Oposição Litoral – Interior
Na última década, a evolução demográfica do país caracterizou-se pela manutenção da tendência de concentração populacional na faixa litoral do Continente, entre Setúbal e Braga e pelo crescimento demográfico de alguns concelhos do interior que integram cidades de média dimensão.
Comportamentos Demográficos
A leitura atenta das componentes do comportamento demográfico de Portugal nas últimas quatro décadas permite identificar uma rápida aproximação às médias europeias, com particular evidência para o envelhecimento da população, acompanhada pelo declínio da fecundidade/natalidade e aumento da esperança de vida.
Modelo Demográfico vs Modelo sócioeconómico
Esta aproximação às médias europeias reflecte a modificação no modelo económico-social do país, fruto da rápida e generalizada urbanização do território e de um forte aumento da taxa de actividade feminina, o que provocou alterações no modelo familiar.
Fecundidade
A taxa de fecundidade, que até aos anos oitenta se manteve superior à média dos Quinze, desde os anos 90 que regista valores idênticos, enquanto o Índice Sintético de Fecundidade desceu abaixo do valor de substituição, sendo em 2001 de 1,4.
A expressiva melhoria das condições de saúde favoreceu a diminuição das taxas de mortalidade infantil entre 1960 e 2001.
Envelhecimento
O efeito conjugado do declínio da fecundidade, que contribuiu para o envelhecimento da base, e do aumento da esperança de vida, concorreu para um expressivo envelhecimento, sendo que nos últimos anos as taxas de mortalidade revelam um ligeiro acréscimo pelo facto do envelhecimento da população.
Diferenciação Territorial
A tendência de envelhecimento da estrutura demográfica, embora generalizada para o país, apresenta contrastes territoriais significativos, apresentando o interior e o Alentejo Litoral, índices de envelhecimento mais elevados que a média nacional enquanto o Norte Litoral se destaca pelo maior juvenilidade.
Dimensão media das famílias
A situação em 1960, caracterizava-se por uma dimensão média das famílias com valores próximos de 4 pessoas, sendo de assinalar que mais de 1/3 dos agregados eram compostos por mais de 5 pessoas.

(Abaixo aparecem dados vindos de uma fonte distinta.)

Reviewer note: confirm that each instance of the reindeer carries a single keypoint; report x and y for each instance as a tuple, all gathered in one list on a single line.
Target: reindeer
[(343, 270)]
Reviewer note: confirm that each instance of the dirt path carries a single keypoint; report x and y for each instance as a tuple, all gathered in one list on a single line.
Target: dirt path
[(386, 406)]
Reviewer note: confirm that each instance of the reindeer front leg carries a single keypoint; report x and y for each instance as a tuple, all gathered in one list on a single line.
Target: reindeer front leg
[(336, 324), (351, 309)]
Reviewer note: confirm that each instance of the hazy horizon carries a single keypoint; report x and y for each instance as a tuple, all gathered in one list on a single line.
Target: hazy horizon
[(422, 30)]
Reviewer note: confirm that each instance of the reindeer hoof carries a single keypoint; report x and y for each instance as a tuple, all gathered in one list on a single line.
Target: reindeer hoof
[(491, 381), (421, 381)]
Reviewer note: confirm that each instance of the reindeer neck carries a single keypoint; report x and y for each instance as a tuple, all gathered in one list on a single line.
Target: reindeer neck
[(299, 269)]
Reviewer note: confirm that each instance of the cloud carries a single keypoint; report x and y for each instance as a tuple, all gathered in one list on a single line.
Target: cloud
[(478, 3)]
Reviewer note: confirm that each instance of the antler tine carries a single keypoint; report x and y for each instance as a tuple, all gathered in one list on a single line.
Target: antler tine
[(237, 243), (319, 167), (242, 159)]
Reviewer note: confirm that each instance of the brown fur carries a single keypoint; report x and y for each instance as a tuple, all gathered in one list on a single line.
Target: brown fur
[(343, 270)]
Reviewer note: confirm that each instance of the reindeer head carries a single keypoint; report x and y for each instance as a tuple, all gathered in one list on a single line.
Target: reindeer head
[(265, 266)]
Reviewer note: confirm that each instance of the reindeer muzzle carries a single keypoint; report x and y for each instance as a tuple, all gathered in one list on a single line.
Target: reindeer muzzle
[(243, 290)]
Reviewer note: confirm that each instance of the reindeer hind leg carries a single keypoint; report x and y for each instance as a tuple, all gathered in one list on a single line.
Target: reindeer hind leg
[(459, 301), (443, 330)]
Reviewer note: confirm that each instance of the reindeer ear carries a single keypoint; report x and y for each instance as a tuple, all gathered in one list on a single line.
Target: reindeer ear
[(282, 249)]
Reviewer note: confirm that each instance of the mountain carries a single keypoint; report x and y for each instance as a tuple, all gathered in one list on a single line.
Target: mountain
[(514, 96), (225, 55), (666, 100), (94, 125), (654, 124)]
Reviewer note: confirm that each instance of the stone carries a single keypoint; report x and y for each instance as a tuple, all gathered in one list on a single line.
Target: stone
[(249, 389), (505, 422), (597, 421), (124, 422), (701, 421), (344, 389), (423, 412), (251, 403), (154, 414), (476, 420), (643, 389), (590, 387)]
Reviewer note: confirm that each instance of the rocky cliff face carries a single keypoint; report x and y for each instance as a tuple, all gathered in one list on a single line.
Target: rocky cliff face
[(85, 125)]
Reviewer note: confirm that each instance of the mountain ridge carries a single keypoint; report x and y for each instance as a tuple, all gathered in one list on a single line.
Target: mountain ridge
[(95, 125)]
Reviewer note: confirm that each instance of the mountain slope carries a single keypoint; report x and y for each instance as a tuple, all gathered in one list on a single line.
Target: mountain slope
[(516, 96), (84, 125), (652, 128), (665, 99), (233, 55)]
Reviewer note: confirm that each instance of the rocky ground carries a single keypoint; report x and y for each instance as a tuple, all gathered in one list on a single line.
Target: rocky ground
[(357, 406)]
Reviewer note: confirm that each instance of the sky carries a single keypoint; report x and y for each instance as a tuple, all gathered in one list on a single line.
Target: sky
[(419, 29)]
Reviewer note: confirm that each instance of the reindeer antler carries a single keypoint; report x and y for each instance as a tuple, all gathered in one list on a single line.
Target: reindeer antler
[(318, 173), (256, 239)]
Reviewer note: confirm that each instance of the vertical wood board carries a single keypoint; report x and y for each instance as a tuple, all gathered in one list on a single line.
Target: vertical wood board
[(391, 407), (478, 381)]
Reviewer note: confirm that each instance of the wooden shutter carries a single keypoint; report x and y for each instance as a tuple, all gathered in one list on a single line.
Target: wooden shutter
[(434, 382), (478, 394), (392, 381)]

A redução do número de membros deverá ser considerada como uma tendência relevante para a compreensão e enquadramento das necessidades de oferta habitação, com impacte evidente no ordenamento do território.
Migrações
A inversão do comportamento migratório, que desde meados dos anos noventa registam saldos migratórios positivos, constitui outra tendência demográfica importante. Em 2001, Portugal registava a 3ª taxa de saldo migratório positivo mais alta da UE-15, depois da Irlanda e do Luxemburgo. Verificou-se também, nos últimos anos, uma mudança no perfil dos imigrantes, no sentido de uma maior qualificação e de uma maior diversificação das funções desempenhadas, resultante de fluxos mais recentes provenientes do Leste Europeu.
Padrão Territorial da Imigração
Esta alteração repercutiu-se no padrão territorial da sua distribuição, caracterizando-se por uma maior dispersão, respondendo à procura de mão-de-obra em sectores tradicionais como a construção civil e a restauração, mas também em novas procuras geradas pela indústria transformadora e pela agricultura, que explicam uma parte dos movimentos com destino ao interior do país.
Emigração
A emigração sofreu igualmente alterações, caracterizando-se actualmente pelo carácter temporário o que permite o aumento do rendimento familiar sem o abandono dos territórios de origem, fenómeno particularmente evidente no Interior Norte.